Global Weak Solutions for Boussinesq System with Temperature dependent Viscosity and bounded Temperature

TL;DR

This paper proves the global existence of weak solutions for a Boussinesq system with temperature-dependent viscosity, assuming bounded initial temperature and specific conditions on initial velocity and viscosity close to a constant.

Contribution

It establishes the global weak solutions for the Boussinesq system with variable viscosity under new conditions on initial data and viscosity proximity to a constant.

Findings

Global weak solutions exist under specified conditions.

Viscosity close to a positive constant is sufficient.

Bounded initial temperature with critical velocity space suffices.

Abstract

In this paper we obtain a result about the global existence of weak solutions for the $d$-dimensional Bussinesq system, with viscosity dependent on temperature.

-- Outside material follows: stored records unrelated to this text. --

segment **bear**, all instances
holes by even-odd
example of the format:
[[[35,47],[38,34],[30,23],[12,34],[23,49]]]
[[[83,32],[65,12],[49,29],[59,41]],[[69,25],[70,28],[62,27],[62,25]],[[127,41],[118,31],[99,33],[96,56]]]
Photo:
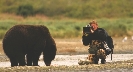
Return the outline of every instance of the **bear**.
[[[44,25],[18,24],[11,27],[2,40],[4,53],[14,66],[39,66],[41,54],[46,66],[56,56],[56,43]]]

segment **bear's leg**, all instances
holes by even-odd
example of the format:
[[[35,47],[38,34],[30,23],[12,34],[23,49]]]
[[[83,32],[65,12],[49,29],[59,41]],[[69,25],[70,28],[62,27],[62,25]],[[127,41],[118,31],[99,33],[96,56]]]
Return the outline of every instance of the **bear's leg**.
[[[32,55],[27,54],[26,58],[27,58],[27,66],[32,66]]]
[[[15,57],[9,57],[11,62],[11,67],[18,66],[18,61]]]
[[[38,61],[39,61],[40,54],[37,54],[33,57],[33,66],[39,66]]]
[[[39,56],[40,55],[27,54],[27,66],[32,66],[32,62],[33,62],[33,66],[39,66],[38,65]]]
[[[38,48],[39,49],[39,48]],[[38,66],[38,60],[41,55],[41,51],[32,51],[27,54],[27,66]]]
[[[40,50],[36,51],[34,53],[34,55],[33,55],[33,66],[39,66],[38,65],[38,61],[39,61],[39,57],[40,57],[40,55],[42,53],[42,50],[41,50],[42,48],[41,47],[38,47],[38,49],[40,49]]]
[[[19,62],[19,66],[25,66],[26,65],[25,55],[19,56],[18,57],[18,62]]]

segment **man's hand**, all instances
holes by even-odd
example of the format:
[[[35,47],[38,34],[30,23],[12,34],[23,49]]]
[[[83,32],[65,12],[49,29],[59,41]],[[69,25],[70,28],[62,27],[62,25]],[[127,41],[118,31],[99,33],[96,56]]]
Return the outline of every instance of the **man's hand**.
[[[88,33],[83,33],[84,36],[88,36],[89,34]]]
[[[91,33],[94,33],[94,31],[90,28]]]

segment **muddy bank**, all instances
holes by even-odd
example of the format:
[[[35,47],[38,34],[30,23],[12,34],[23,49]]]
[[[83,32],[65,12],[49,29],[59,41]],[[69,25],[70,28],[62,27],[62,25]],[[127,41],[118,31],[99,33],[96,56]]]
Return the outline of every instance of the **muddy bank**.
[[[52,61],[53,66],[60,66],[60,65],[66,65],[66,66],[72,66],[72,65],[78,65],[79,59],[86,59],[88,55],[56,55],[55,59]],[[108,55],[106,58],[107,63],[116,62],[116,61],[127,61],[133,59],[133,54],[113,54],[112,60],[111,55]],[[10,67],[9,59],[5,55],[0,56],[0,67]],[[99,62],[100,63],[100,62]],[[39,59],[39,65],[45,66],[43,62],[43,56],[40,56]]]
[[[6,56],[1,55],[0,71],[23,71],[23,72],[133,72],[133,54],[113,54],[113,60],[110,55],[107,57],[106,64],[78,65],[78,59],[85,59],[87,55],[56,55],[51,66],[46,67],[42,56],[40,57],[40,66],[10,67],[10,62]],[[5,60],[4,60],[5,59]]]

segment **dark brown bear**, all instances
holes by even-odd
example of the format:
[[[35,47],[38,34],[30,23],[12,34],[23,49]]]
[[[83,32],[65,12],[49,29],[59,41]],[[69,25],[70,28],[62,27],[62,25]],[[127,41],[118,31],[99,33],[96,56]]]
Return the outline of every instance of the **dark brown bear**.
[[[3,50],[12,67],[38,66],[42,52],[46,66],[50,66],[56,55],[56,44],[46,26],[15,25],[4,36]]]

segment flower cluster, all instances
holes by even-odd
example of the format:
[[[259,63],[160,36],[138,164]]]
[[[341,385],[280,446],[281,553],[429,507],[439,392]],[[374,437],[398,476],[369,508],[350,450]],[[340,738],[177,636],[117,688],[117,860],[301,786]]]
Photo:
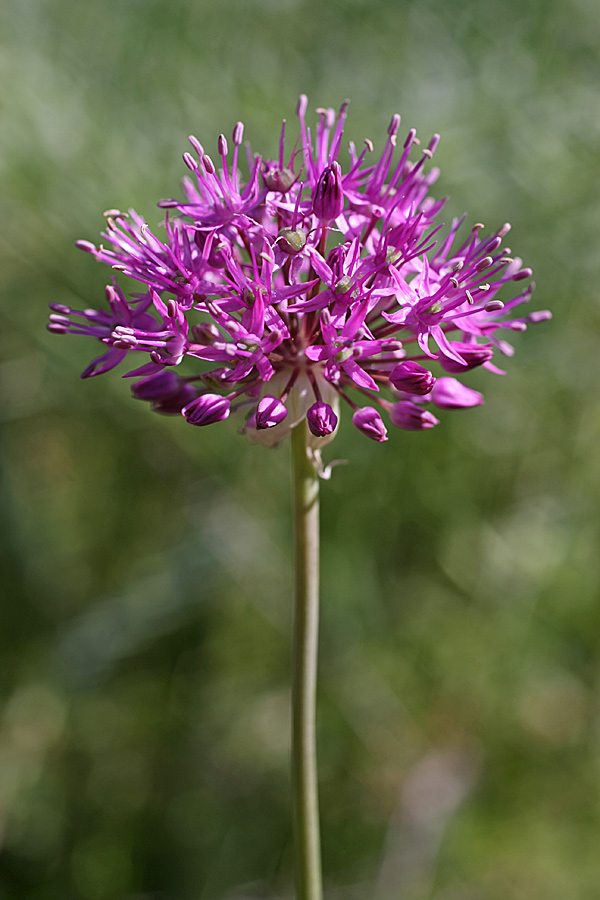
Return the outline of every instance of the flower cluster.
[[[484,237],[476,224],[462,242],[463,219],[442,231],[445,201],[429,196],[438,172],[426,171],[438,135],[419,151],[411,129],[398,146],[394,115],[379,158],[371,141],[361,150],[351,143],[344,171],[347,103],[337,115],[317,110],[313,132],[306,108],[302,96],[289,155],[285,122],[277,159],[248,149],[246,181],[241,123],[232,152],[219,137],[217,165],[190,137],[185,200],[159,203],[163,231],[133,211],[109,210],[105,243],[77,242],[146,286],[128,297],[114,281],[106,310],[51,304],[50,331],[104,345],[82,377],[142,356],[127,372],[138,379],[135,397],[192,425],[245,410],[245,432],[268,444],[304,418],[315,447],[330,440],[340,399],[376,441],[387,440],[384,416],[422,430],[438,424],[432,406],[483,403],[456,376],[476,366],[500,372],[494,350],[512,348],[499,329],[522,331],[550,315],[516,311],[531,283],[499,297],[507,282],[531,276],[501,247],[509,226]]]

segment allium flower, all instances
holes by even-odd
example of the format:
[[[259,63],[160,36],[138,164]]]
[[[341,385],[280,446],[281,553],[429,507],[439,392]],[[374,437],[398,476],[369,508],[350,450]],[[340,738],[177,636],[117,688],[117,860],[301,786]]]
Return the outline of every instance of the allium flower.
[[[340,400],[379,442],[382,413],[422,430],[438,423],[424,404],[483,402],[443,373],[501,372],[494,351],[512,353],[501,330],[550,315],[517,311],[533,284],[510,292],[531,270],[501,248],[509,226],[484,237],[476,224],[462,241],[463,219],[442,230],[445,201],[429,196],[438,172],[426,172],[438,135],[419,150],[411,129],[398,147],[394,115],[379,156],[370,140],[350,143],[344,166],[347,103],[337,115],[317,110],[312,131],[306,110],[302,96],[299,142],[286,155],[284,123],[278,158],[249,153],[246,180],[241,123],[232,153],[219,137],[216,164],[190,137],[185,198],[159,203],[160,231],[109,210],[103,243],[77,242],[147,286],[127,297],[109,285],[106,311],[51,304],[50,331],[103,345],[83,377],[129,357],[126,376],[141,379],[134,396],[158,412],[209,425],[245,410],[245,433],[268,444],[307,418],[315,447],[334,435]]]

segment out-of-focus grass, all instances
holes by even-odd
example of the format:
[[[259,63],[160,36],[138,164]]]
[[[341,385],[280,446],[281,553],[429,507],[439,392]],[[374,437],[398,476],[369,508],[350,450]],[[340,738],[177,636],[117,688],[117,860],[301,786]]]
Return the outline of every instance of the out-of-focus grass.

The initial temperature is just supposed to be bounded, while the initial velocity belongs to some critical Besov Space, invariant to the scaling of this system. We suppose the viscosity close enough to a positive constant, and the $L^\infty$ norm of their difference plus the Besov norm of the horizontal component of the initial velocity is supposed to be exponentially small with respect to the vertical component of the initial velocity. On Preliminaries and in the appendix we consider some $L^p L^q$ regularity Theorems for the heat kernel, which play an important role in the main proof of this article.